In [18]:
import pandas as pd
import numpy as np
from faker import Faker
from datetime import datetime, timedelta

# Initialize Faker and set seed for reproducibility
fake = Faker()
np.random.seed(42)
Faker.seed(42)

# Generate core data dimensions
def generate_products(num_products=50):
    categories = ['Laptop', 'Smartphone', 'Tablet', 'Camera', 'Headphones']
    brands = ['Apple', 'Samsung', 'Sony', 'Dell', 'Bose', 'Canon']
    
    products = []
    for i in range(num_products):
        products.append({
            'product_id': i+1000,
            'product_name': f"{fake.word(ext_word_list=brands)} {fake.bothify(text='???-####')}",
            'category': np.random.choice(categories),
            'brand': np.random.choice(brands),
            'cost_price': round(np.random.uniform(200, 2000), 2),
            'base_price': None  # Will be calculated
        })
    
    df = pd.DataFrame(products)
    df['base_price'] = df['cost_price'] * np.random.uniform(1.2, 2.0, size=num_products)
    return df.round(2)

products_df = generate_products()

def generate_users(num_users=1000):
    users = []
    for i in range(num_users):
        users.append({
            'user_id': i+5000,
            'name': fake.name(),
            'email': fake.email(),
            'location': fake.country(),
            'signup_date': fake.date_between(start_date='-2y', end_date='today')
        })
    return pd.DataFrame(users)

users_df = generate_users()

# Generate transactional data with temporal relationships
def generate_transactional_data(products, users, days=90):
    data = []
    current_date = datetime.now()
    
    for _ in range(20000):  # Total events
        user = users.sample(1).iloc[0]
        product = products.sample(1).iloc[0]
        event_date = current_date - timedelta(days=np.random.randint(0, days))
        
        # Generate different event types with probabilities
        event_type = np.random.choice(
            ['browse', 'purchase', 'review'],
            p=[0.6, 0.3, 0.1]
        )
        
        record = {
            'user_id': user['user_id'],
            'product_id': product['product_id'],
            'event_type': event_type,
            'event_timestamp': event_date.strftime('%Y-%m-%d %H:%M:%S'),
            'session_duration': np.random.randint(10, 600) if event_type == 'browse' else None,
            'quantity': np.random.randint(1, 3) if event_type == 'purchase' else None,
            'price_paid': round(product['base_price'] * np.random.uniform(0.8, 1.2), 2) if event_type == 'purchase' else None,
            'rating': np.random.randint(1, 6) if event_type == 'review' else None,
            'review_text': fake.sentence(nb_words=10) if event_type == 'review' else None
        }
        
        data.append(record)
    
    return pd.DataFrame(data).sort_values('event_timestamp')
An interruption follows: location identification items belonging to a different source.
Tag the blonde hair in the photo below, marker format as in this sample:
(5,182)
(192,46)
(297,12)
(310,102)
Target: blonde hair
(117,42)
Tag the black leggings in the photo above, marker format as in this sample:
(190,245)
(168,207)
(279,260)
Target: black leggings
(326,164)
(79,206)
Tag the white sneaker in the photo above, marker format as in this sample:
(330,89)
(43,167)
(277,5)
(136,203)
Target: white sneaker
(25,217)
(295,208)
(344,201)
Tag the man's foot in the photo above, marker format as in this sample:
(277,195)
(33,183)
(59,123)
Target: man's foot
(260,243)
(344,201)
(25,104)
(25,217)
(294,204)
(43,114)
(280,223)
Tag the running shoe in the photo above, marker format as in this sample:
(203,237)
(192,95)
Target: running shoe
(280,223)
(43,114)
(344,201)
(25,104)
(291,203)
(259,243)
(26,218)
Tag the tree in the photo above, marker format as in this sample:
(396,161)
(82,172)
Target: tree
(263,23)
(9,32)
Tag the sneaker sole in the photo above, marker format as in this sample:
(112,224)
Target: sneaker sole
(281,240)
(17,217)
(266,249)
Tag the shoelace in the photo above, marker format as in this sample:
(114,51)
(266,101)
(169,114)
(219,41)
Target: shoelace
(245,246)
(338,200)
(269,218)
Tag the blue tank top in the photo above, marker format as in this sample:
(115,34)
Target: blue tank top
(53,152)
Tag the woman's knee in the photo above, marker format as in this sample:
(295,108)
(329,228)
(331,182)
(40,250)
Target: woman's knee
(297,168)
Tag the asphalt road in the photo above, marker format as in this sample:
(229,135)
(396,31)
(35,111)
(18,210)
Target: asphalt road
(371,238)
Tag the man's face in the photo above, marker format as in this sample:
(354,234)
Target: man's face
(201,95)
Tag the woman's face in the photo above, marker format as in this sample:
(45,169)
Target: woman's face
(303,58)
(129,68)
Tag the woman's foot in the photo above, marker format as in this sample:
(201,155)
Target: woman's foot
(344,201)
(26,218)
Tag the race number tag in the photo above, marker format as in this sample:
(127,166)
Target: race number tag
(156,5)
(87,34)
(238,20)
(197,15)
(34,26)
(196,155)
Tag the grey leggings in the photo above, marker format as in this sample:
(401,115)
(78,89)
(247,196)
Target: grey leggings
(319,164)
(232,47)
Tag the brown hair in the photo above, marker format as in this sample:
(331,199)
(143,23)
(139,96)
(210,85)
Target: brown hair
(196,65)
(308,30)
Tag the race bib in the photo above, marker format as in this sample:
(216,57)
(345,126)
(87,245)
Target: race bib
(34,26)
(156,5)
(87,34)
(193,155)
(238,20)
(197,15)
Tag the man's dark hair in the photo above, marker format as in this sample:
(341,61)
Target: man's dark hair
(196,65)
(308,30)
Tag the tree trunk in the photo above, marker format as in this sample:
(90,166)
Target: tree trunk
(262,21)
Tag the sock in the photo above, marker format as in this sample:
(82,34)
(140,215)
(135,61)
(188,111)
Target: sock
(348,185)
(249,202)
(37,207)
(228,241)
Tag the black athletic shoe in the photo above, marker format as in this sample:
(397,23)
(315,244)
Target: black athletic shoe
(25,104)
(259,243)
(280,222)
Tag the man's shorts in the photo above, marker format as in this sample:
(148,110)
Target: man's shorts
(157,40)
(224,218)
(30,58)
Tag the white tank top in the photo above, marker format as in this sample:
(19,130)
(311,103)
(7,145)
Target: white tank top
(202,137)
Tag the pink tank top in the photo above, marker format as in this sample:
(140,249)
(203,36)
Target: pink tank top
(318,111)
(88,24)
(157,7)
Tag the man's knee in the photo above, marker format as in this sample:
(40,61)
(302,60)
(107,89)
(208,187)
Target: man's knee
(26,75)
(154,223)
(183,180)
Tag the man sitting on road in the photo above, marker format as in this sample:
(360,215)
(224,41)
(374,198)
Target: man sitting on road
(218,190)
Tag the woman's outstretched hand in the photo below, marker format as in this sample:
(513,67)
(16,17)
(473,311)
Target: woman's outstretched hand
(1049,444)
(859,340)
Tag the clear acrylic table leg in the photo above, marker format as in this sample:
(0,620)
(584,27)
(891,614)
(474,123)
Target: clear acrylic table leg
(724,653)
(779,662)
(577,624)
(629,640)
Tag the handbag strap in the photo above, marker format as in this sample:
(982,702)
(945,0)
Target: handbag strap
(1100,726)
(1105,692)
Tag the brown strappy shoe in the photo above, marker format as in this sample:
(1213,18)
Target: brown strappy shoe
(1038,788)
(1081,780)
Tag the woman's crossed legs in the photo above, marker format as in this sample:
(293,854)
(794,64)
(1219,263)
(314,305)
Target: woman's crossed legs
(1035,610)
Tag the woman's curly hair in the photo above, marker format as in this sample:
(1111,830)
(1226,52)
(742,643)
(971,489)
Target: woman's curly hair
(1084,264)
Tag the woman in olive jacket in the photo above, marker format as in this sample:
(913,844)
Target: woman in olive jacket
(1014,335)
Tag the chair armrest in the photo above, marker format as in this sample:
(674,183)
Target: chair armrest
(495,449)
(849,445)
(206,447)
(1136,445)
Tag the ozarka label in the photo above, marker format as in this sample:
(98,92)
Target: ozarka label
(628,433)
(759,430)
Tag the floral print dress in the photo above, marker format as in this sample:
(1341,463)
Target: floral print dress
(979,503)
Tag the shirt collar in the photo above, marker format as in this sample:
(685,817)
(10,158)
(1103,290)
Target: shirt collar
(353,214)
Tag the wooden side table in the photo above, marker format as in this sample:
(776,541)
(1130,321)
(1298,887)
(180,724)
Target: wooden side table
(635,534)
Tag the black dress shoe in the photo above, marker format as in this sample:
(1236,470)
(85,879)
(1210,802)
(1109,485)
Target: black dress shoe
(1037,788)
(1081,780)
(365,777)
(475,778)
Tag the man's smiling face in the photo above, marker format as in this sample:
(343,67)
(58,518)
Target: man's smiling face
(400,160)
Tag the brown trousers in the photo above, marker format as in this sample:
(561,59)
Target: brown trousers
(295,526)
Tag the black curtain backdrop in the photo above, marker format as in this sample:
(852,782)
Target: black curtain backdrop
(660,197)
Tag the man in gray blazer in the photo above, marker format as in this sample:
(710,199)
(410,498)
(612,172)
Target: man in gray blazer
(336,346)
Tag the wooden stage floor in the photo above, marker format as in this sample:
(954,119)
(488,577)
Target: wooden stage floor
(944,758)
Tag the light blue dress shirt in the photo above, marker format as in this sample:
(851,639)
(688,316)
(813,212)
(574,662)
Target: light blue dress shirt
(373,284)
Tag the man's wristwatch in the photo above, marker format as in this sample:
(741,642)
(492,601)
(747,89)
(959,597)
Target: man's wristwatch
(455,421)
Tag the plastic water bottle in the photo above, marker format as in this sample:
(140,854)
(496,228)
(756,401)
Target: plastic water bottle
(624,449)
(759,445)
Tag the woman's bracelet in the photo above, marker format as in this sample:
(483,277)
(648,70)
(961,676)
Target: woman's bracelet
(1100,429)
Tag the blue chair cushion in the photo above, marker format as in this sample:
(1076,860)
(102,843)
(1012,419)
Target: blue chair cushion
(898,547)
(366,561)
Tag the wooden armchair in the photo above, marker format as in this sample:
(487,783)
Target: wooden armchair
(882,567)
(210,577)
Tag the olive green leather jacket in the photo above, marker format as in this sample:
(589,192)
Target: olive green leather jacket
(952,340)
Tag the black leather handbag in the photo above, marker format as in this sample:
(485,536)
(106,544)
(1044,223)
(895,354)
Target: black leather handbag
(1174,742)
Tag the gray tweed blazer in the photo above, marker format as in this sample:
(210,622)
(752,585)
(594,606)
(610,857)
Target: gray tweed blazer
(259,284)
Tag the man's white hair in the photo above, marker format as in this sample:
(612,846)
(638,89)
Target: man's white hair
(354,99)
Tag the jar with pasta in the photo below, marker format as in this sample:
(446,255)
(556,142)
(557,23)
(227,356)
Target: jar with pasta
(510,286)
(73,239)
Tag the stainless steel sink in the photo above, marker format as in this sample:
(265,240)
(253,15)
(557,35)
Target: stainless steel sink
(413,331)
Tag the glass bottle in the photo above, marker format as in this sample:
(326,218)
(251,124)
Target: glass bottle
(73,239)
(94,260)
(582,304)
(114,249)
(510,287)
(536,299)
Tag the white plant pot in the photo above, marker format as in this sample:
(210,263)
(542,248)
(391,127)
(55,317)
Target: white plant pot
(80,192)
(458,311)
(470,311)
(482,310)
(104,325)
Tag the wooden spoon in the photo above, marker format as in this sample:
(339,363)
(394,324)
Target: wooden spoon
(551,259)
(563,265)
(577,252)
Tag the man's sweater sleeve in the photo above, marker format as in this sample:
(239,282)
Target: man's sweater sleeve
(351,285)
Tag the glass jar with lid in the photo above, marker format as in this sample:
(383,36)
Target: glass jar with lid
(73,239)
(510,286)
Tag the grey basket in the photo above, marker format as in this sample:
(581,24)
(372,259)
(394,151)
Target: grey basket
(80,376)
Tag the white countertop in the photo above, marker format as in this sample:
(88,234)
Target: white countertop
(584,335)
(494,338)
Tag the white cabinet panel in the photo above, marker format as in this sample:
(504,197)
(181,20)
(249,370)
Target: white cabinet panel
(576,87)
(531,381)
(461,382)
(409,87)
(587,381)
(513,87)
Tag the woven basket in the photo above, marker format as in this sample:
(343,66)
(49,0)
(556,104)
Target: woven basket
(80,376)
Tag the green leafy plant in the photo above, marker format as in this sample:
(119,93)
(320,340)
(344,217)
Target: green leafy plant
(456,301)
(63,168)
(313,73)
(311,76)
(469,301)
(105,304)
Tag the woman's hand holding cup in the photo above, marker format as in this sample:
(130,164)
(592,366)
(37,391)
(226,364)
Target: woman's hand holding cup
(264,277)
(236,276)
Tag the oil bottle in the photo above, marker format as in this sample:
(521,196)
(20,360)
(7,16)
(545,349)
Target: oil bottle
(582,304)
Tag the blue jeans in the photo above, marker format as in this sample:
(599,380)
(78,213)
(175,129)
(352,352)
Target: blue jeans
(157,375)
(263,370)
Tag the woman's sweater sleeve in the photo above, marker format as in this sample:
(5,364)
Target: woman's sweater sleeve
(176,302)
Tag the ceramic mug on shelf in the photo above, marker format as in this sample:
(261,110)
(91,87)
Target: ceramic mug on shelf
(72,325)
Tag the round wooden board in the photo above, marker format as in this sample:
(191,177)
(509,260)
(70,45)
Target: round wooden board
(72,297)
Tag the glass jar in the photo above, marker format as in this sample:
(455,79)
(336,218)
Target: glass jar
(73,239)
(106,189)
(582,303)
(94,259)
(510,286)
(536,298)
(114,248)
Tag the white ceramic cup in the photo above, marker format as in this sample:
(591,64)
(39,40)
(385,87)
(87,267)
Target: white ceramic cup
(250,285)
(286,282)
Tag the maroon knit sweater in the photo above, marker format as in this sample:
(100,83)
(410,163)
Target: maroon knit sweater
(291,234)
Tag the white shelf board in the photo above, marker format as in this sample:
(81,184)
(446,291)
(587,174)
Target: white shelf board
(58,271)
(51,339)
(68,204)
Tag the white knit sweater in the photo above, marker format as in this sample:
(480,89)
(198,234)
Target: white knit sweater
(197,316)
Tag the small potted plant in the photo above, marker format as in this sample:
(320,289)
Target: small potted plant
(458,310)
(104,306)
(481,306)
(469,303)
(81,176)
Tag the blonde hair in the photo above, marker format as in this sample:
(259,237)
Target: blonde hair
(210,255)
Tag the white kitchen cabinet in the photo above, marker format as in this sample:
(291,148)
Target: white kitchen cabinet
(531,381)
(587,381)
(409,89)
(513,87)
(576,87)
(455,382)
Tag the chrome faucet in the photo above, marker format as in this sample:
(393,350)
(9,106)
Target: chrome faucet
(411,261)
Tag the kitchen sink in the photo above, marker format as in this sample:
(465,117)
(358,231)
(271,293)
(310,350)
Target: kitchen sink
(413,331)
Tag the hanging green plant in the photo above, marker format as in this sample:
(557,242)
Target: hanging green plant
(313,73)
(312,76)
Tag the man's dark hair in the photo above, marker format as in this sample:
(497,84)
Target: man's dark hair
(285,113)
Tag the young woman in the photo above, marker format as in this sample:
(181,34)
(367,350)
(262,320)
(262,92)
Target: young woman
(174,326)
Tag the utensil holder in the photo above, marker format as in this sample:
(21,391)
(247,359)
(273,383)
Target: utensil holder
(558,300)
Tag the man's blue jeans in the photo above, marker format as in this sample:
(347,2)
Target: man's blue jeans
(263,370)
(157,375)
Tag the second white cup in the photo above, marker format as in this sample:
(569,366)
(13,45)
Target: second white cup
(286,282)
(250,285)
transactions_df = generate_transactional_data(products_df, users_df)

# Generate inventory data
def generate_inventory(products):
    inventory = []
    for _, product in products.iterrows():
        inventory.append({
            'product_id': product['product_id'],
            'current_stock': np.random.randint(0, 100),
            'last_restock_date': fake.date_between(start_date='-30d', end_date='today'),
            'lead_time': np.random.choice([3, 7, 14], p=[0.6, 0.3, 0.1])
        })
    return pd.DataFrame(inventory)

inventory_df = generate_inventory(products_df)

# Generate competitor pricing data
def generate_competitor_pricing(products, days=30):
    competitors = ['Amazon', 'BestBuy', 'Walmart', 'Newegg']
    data = []
    
    for _, product in products.iterrows():
        for day in range(days):
            date = datetime.now() - timedelta(days=day)
            for competitor in competitors:
                data.append({
                    'product_id': product['product_id'],
                    'competitor_name': competitor,
                    'price': round(product['base_price'] * np.random.uniform(0.85, 1.15), 2),
                    'date_tracked': date.strftime('%Y-%m-%d')
                })
    
    return pd.DataFrame(data)

competitor_pricing_df = generate_competitor_pricing(products_df)

# Save datasets to CSV
datasets = {
    'products': products_df,
    'users': users_df,
    'transactions': transactions_df,
    'inventory': inventory_df,
    'competitor_pricing': competitor_pricing_df
}

for name, df in datasets.items():
    df.to_csv(f'{name}.csv', index=False)

print("Synthetic datasets generated successfully!")

Synthetic datasets generated successfully!